Purpose: It has been reported that the accumulation of amyloid β1-42 (Aβ1-42) in human lenses can cause some forms of lens opacification. However, the factors leading to changes in the accumulation of Aβ in the lens remain obscure. In this study, we investigate the effect of hyperglycemia on Aβ1-42 accumulation in lenses.

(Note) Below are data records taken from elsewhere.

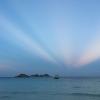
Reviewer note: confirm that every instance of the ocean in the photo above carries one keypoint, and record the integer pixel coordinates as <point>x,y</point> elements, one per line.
<point>50,89</point>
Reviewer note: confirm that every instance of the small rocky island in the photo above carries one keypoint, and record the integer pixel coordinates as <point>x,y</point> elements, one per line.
<point>36,76</point>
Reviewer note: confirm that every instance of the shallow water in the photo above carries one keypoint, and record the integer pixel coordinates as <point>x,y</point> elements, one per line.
<point>50,89</point>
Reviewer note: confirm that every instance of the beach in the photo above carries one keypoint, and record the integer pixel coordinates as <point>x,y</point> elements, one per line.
<point>49,89</point>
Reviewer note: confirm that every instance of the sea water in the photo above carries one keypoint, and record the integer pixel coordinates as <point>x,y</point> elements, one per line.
<point>50,89</point>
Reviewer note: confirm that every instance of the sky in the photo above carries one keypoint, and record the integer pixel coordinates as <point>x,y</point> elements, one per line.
<point>50,36</point>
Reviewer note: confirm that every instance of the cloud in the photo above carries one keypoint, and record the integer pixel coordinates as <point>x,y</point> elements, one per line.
<point>23,39</point>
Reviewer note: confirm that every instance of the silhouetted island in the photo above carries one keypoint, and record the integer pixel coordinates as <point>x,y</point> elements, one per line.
<point>22,76</point>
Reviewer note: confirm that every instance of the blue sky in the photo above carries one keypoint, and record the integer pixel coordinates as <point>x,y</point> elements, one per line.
<point>50,36</point>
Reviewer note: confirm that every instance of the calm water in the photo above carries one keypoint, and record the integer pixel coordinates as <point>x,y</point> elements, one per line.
<point>49,89</point>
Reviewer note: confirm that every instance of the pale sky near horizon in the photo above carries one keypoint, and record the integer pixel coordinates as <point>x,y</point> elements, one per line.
<point>50,36</point>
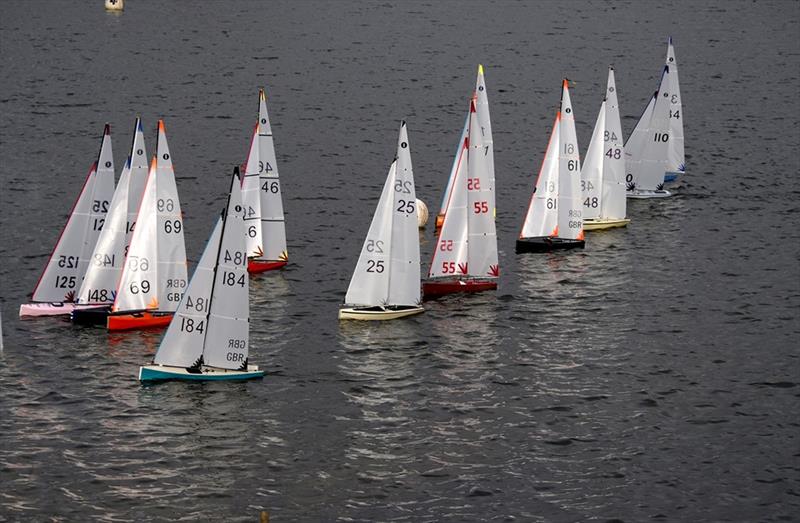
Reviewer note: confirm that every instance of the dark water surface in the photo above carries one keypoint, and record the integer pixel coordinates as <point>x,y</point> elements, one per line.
<point>653,376</point>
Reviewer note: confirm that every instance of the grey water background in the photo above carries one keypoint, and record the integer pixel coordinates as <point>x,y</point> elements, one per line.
<point>653,376</point>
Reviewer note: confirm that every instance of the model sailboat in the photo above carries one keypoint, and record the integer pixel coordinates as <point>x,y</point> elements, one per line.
<point>603,170</point>
<point>484,121</point>
<point>554,219</point>
<point>99,287</point>
<point>465,254</point>
<point>209,336</point>
<point>154,275</point>
<point>647,157</point>
<point>385,284</point>
<point>265,231</point>
<point>65,270</point>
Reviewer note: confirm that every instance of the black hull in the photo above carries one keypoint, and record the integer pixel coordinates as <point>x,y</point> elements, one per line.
<point>93,316</point>
<point>547,244</point>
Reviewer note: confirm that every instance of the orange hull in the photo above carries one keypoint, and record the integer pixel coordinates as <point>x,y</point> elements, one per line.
<point>256,266</point>
<point>138,320</point>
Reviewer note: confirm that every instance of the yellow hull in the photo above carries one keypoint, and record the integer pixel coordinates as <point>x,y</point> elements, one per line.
<point>372,314</point>
<point>600,224</point>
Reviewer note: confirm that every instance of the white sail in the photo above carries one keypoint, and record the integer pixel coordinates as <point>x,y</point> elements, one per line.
<point>570,221</point>
<point>251,199</point>
<point>182,345</point>
<point>101,198</point>
<point>676,161</point>
<point>369,285</point>
<point>542,216</point>
<point>68,262</point>
<point>647,164</point>
<point>273,229</point>
<point>451,251</point>
<point>614,203</point>
<point>137,289</point>
<point>484,121</point>
<point>592,169</point>
<point>228,332</point>
<point>482,236</point>
<point>154,275</point>
<point>172,272</point>
<point>458,160</point>
<point>105,266</point>
<point>404,269</point>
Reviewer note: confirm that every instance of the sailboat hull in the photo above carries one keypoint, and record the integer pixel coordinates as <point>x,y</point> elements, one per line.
<point>604,223</point>
<point>436,288</point>
<point>257,266</point>
<point>641,195</point>
<point>138,320</point>
<point>165,373</point>
<point>378,313</point>
<point>94,315</point>
<point>31,310</point>
<point>547,244</point>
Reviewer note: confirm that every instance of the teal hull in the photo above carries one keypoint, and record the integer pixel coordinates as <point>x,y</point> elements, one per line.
<point>163,373</point>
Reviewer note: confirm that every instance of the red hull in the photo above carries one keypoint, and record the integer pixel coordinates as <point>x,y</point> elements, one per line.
<point>433,289</point>
<point>255,266</point>
<point>138,320</point>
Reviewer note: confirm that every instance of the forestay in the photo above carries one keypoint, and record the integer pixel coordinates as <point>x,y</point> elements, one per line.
<point>451,249</point>
<point>676,160</point>
<point>603,172</point>
<point>482,237</point>
<point>592,170</point>
<point>614,203</point>
<point>228,336</point>
<point>404,270</point>
<point>100,283</point>
<point>387,272</point>
<point>570,222</point>
<point>251,199</point>
<point>541,218</point>
<point>68,262</point>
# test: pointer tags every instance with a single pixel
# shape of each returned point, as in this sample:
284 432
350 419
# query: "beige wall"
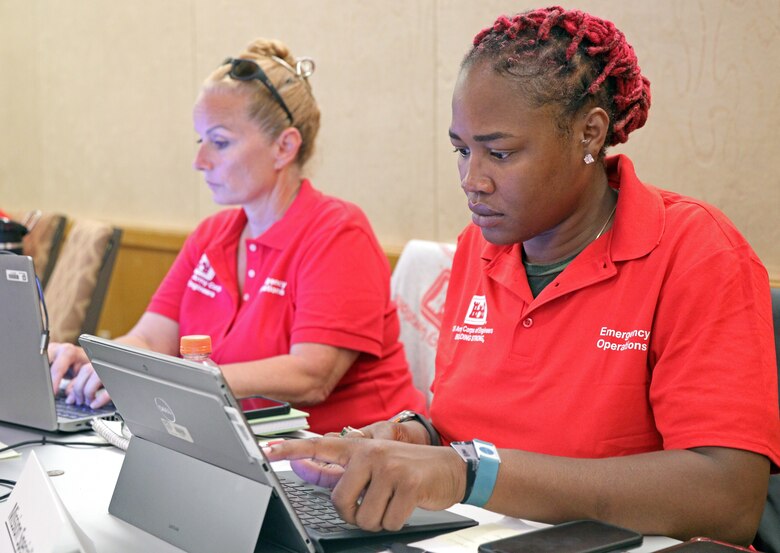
95 100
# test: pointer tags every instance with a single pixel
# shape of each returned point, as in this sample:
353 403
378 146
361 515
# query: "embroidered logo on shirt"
476 315
622 340
201 279
274 286
477 311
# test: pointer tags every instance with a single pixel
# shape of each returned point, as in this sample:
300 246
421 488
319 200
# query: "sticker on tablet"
169 421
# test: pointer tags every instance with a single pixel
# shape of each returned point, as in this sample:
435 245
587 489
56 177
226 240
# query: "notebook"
26 395
188 434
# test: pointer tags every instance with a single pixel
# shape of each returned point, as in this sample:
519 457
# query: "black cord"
42 441
45 441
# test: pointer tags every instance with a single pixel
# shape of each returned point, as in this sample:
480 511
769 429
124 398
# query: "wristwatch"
482 462
408 415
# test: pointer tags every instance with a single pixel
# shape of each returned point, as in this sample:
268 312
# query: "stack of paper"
280 424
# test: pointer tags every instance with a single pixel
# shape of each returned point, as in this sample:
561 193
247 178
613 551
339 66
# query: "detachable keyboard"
314 507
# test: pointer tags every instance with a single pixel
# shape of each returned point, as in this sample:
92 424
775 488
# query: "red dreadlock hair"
572 59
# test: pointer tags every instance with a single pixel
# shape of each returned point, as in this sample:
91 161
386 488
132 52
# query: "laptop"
26 396
194 475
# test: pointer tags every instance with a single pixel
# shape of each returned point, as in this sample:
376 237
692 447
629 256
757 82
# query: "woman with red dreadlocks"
600 337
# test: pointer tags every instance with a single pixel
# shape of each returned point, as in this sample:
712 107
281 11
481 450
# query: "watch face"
485 449
465 450
404 416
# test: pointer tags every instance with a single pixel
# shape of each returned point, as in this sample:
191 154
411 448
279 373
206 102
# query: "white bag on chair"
419 286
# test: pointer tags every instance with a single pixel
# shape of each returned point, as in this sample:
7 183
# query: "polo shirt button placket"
250 272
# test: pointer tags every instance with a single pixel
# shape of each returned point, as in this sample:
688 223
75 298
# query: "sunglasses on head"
248 70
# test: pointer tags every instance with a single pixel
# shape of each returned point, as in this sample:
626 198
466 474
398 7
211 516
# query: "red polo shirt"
317 275
657 336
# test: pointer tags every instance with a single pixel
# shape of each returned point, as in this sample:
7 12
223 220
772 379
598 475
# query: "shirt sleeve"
343 291
714 375
167 299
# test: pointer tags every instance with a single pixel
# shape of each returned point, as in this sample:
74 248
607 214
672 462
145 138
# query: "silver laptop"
26 395
194 475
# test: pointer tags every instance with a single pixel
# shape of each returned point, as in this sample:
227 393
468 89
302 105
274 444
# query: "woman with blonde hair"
292 286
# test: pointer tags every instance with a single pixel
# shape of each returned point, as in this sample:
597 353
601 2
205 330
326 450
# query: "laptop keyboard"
314 508
79 411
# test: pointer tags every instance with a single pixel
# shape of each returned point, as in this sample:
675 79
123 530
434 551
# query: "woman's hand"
85 386
65 359
377 483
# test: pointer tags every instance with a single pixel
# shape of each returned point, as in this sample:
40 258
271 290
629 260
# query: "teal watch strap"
487 473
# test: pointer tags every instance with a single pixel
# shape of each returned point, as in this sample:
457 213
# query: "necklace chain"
611 213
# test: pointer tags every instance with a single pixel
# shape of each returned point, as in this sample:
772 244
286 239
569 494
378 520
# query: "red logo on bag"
432 302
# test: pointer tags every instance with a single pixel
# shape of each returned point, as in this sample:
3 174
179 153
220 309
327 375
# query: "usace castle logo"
477 311
474 327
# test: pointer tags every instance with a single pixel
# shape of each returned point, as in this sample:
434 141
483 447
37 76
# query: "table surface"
87 483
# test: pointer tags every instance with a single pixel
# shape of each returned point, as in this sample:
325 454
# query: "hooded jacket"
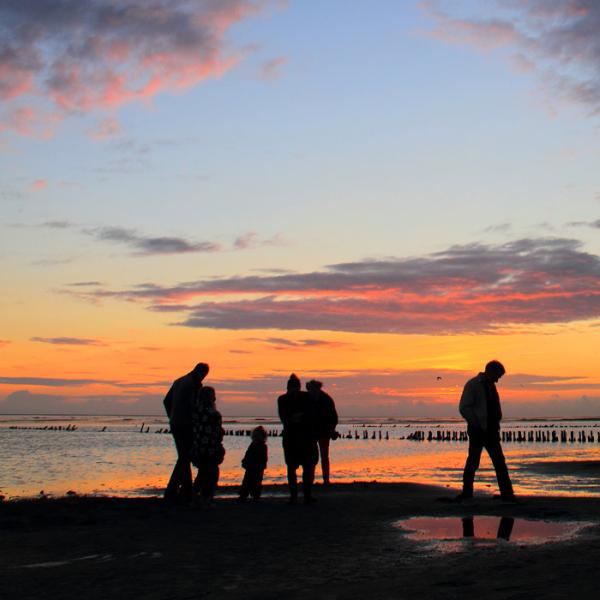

Methods: Otsuka Long-Evans Tokushima Fatty (OLETF) rats and the human lens epithelial cell line SRA 01/04 (HLE cells) were used. The expression of mRNA was determined using a quantitative real-time RT-PCR method; Aβ1-42 levels were analyzed by an ELISA method.
Results: Otsuka Long-Evans Tokushima Fatty rats at more than 20 weeks of age develop diabetes mellitus with hyperglycemia. Additionally, the levels of the mRNAs for Aβ1-42, amyloid precursor proteins (APP), β-(BACE1), and·γ-secretase (PS) rise in the lenses of OLETF rats with age; high Aβ1-42 levels are observed in the lens capsule-epithelium and cortex. The enhanced expression of the genes for APP, BACE1, and PS in the lenses of OLETF rats is prevented by food restriction (25 g/d/rat). When the effect of glucose levels on the production of Aβ1-42 was investigated in the human lens epithelial cell line SRA 01/04 (HLE cells), the mRNA levels for APP, BACE1, and PS, as well as Aβ1-42 protein levels, were significantly higher under high glucose conditions (20 mM) than under normal glucose conditions (5.6 mM).
Conclusions: High glucose leads to the increased expression of genes related to Aβ production, resulting in the accumulation of Aβ in the lens.